English conductor Richard Hickox is geographically not so far away these days, with his transtasman tenure as Australian Opera's music director. He checked in early this year with Prokofiev's The Love for Three Oranges starring our own Wendy Dawn Thompson.
Few conductors are as prolific or wide-ranging as Hickox and on his latest CD he wields a baton for two, frothy one-act operettas by Arthur Sullivan.
With the BBC National Orchestra of Wales and five sterling soloists, premier quality goes without saying.
The 1866 Cox and Box was written before Sullivan teamed up with W.S. Gilbert and is a curtain-raiser for three singers - the score describes it as a "triumviretta". It is a farcical comedy of confusion in which two lodgers, inadvertently sharing the same room, discover they are long-lost brothers.
Francis Burnand's libretto is pared down to a few connecting sentences, the most treasurable being "Who else but a tenor would sing a lullaby to a piece of bacon at half-past eight in the morning?" The emphasis is on Sullivan's sparkling score.
The musical satire is adept and delightful, from the Mendelssohnian overture to Bouncer's Handelian Rataplan, rollickingly rendered by Donald Maxwell.
Sullivan's original orchestration is particularly piquant, especially in the drawing-room duet of The Buttercup, with pizzicato strings catching the "gay guitar". The Gilbert and Sullivan partnership started in 1875 with Trial by Jury, a half-hour "Dramatic Cantata", a courtroom carry-on spun around a Breach of Promise.
There is real dash and wit here with the absence of Gilbert's sometimes laboured dialogue.
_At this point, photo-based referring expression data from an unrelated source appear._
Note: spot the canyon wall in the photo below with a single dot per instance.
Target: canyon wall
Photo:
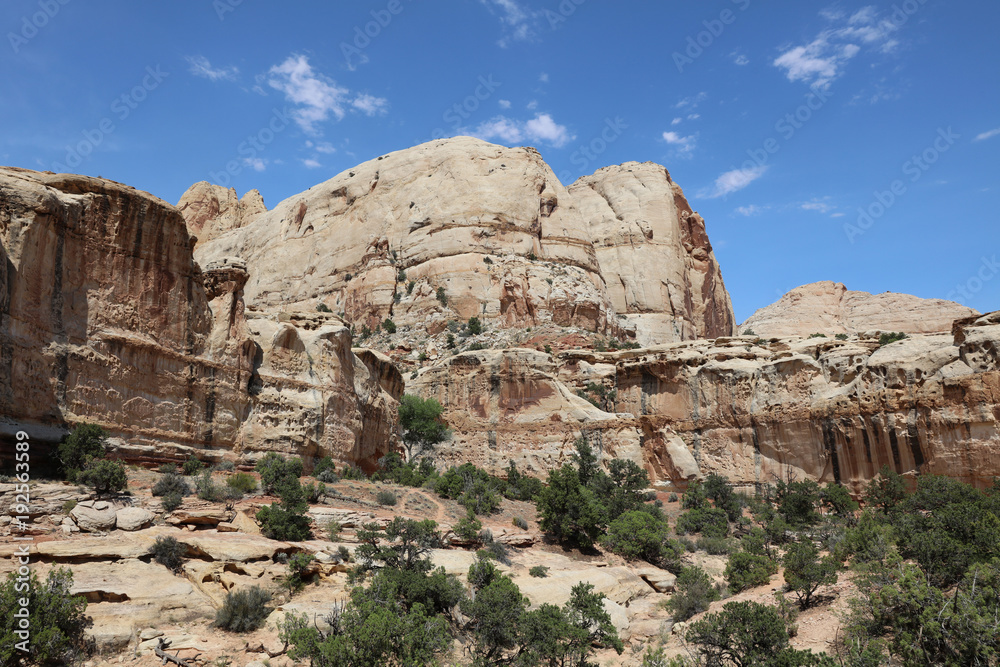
(106, 318)
(459, 228)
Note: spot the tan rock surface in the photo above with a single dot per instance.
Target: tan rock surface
(618, 252)
(105, 317)
(830, 308)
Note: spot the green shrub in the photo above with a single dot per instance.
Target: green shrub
(168, 552)
(171, 501)
(56, 620)
(244, 610)
(192, 466)
(746, 570)
(694, 591)
(710, 522)
(275, 470)
(243, 482)
(889, 338)
(171, 484)
(104, 476)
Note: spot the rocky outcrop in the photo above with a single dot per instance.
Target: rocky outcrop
(753, 410)
(830, 308)
(460, 227)
(106, 318)
(211, 210)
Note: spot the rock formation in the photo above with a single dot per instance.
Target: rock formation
(105, 317)
(459, 228)
(754, 410)
(830, 308)
(211, 210)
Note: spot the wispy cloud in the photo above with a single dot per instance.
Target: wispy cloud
(318, 97)
(822, 61)
(735, 180)
(987, 135)
(200, 66)
(542, 129)
(517, 21)
(683, 145)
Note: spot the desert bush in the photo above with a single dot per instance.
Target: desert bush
(168, 552)
(385, 497)
(105, 476)
(244, 610)
(56, 620)
(171, 501)
(539, 571)
(243, 482)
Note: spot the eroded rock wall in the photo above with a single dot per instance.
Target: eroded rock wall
(106, 318)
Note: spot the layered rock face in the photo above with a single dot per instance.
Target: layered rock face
(459, 228)
(106, 318)
(830, 308)
(752, 410)
(211, 210)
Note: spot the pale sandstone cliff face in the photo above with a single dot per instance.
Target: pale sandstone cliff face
(830, 308)
(210, 210)
(106, 318)
(619, 252)
(753, 411)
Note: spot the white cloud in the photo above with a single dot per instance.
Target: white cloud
(540, 129)
(692, 101)
(818, 205)
(317, 96)
(257, 164)
(200, 66)
(822, 60)
(684, 145)
(736, 180)
(370, 105)
(988, 135)
(517, 21)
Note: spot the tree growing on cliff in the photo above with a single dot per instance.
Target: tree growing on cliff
(86, 443)
(422, 426)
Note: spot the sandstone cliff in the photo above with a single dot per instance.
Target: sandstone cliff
(105, 317)
(830, 308)
(493, 233)
(753, 410)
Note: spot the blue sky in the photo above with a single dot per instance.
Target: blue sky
(848, 141)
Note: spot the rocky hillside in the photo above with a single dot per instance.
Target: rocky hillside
(460, 228)
(106, 318)
(831, 308)
(752, 409)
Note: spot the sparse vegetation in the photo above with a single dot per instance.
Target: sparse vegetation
(243, 610)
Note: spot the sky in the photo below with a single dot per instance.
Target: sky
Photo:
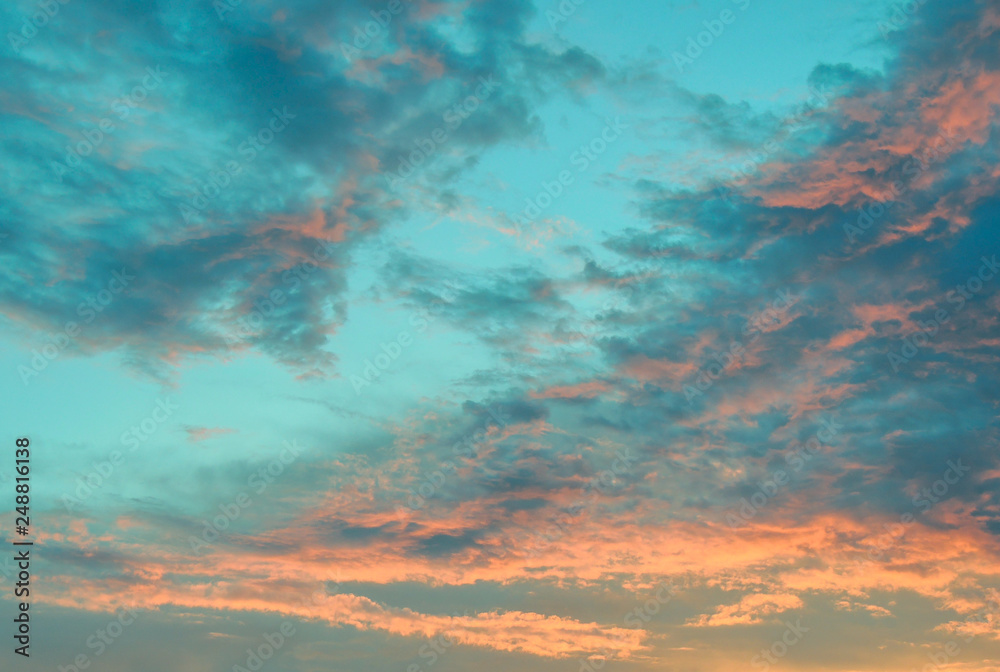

One can relax with Sir Arthur, as he runs from ingenious recitative to chattering chorus, and the music nods elegantly at composers from Bach (or at least Handel) to Offenbach.
Maxwell is the judge here, jogging amiably through his pattered When I, good friends and Rebecca Evans, a soprano acclaimed for her Mozart performances, makes the most of her I love him I love him.
If you are a G&S fan, you won't be able to live without this disc; if you are not, this CD just might convert you.
* Sullivan, Cox & Box/Trial by Jury (Chandos CHAN 10321, through Ode Records)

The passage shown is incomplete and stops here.